Showing posts with label speculative. Show all posts
Showing posts with label speculative. Show all posts

Monday, June 10, 2013

The Picture of Dorian Gray - by Oscar Wilde


Oscar Wilde's depiction of life is all glamorous effluence during the 1890's. The characters you encounter are elegant in appearance and cynical in temperament. Their greatest foe is ennui, and their deepest fear is wrinkled, aged, quiet death. The book is stuffed full of witticisms and memorializations that summarize the world and its experiences into pithy epiphanies. They entertain one another so as not to let true emotion touch their unbothering hearts. Fear, I suspect, is what drives them through their carefree days. Fear of loving keeps each distant and happy and young.

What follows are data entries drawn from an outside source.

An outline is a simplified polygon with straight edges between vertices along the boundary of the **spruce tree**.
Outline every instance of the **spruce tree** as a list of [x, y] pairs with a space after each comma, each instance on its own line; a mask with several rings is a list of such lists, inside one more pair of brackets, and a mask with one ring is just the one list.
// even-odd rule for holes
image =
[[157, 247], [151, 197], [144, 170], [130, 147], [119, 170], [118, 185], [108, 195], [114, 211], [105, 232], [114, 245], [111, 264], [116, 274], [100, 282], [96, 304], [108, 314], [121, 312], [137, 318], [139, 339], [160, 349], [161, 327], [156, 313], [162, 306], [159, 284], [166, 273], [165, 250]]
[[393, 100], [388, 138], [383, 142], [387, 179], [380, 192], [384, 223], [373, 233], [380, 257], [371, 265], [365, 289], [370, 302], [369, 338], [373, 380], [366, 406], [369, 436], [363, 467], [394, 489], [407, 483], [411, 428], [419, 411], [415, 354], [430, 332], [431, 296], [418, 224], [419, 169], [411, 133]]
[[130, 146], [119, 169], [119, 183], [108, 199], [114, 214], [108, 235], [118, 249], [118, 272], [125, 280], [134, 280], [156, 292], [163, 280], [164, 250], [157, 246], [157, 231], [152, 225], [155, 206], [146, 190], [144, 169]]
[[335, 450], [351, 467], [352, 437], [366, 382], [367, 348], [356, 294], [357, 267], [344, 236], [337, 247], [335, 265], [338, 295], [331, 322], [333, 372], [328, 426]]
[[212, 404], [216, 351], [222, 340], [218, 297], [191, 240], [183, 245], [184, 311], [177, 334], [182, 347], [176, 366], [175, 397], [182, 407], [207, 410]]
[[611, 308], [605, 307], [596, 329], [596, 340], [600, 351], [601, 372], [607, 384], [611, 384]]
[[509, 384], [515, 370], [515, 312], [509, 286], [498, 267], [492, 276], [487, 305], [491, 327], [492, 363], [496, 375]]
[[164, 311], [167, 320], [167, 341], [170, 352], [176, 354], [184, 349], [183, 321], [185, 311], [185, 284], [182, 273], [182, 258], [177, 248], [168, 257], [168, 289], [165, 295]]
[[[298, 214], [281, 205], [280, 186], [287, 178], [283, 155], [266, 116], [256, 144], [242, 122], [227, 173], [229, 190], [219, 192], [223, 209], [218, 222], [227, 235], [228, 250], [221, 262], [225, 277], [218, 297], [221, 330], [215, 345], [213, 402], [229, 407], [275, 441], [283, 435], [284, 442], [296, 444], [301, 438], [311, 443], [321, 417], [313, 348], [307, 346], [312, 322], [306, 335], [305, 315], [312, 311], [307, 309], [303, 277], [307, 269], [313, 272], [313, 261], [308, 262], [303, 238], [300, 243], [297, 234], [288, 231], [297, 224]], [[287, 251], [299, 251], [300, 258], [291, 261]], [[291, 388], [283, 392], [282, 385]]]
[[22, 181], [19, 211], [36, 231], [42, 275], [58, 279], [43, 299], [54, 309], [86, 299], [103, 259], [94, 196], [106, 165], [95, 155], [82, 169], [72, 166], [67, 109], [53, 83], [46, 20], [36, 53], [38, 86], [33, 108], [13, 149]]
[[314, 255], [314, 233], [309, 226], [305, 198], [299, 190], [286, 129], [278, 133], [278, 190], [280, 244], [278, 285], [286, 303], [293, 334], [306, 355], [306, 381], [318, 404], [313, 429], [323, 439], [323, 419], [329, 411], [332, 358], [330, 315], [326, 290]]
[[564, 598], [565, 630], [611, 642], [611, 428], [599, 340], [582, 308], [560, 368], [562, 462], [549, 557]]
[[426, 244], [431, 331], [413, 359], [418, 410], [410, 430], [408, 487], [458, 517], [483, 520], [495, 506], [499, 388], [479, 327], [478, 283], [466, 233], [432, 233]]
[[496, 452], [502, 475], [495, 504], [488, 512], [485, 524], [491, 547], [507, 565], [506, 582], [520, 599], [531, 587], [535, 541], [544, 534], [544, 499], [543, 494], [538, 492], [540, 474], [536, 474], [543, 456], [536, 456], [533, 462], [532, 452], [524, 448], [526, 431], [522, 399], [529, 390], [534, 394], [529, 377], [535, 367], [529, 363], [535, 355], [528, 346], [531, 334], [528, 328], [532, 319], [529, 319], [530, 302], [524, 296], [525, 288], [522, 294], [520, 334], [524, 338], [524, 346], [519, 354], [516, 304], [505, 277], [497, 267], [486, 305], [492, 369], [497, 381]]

And then, one day, a wish is granted to one, lovely Dorian Gray, who will never age another day of his life. Instead, he watches this experiences paint the face of his likeness, which he keeps secretly hidden. At first, it is his microscope, with which to observe with scientific detachment the changes that do not touch his soul. Drawn deeper daily are the lines and wrinkles of worry and regret that otherwise would be etched along his perfect face. But as this turns into an unfortunate obsession, we witness the price that Dorian pays to retain his youth and isolated, underdeveloped joy. Wilde writes for us a picture of how the soul, ripped form the body, leaves humanity to perform unspeakable deeds. When we are swept into the darkness of imagination, we can momentarily experience this contaminated mind before returning safely home. This philosophical fiction offers an enchanting and speculative metaphor to remind us of the preciousness of the soul and the Gothic horrors of our own destructive capabilities.

I give this book 3 out of 5 stars. It is entertaining and frequently quotable. However, only right at the very end does it become fascinating and compelling.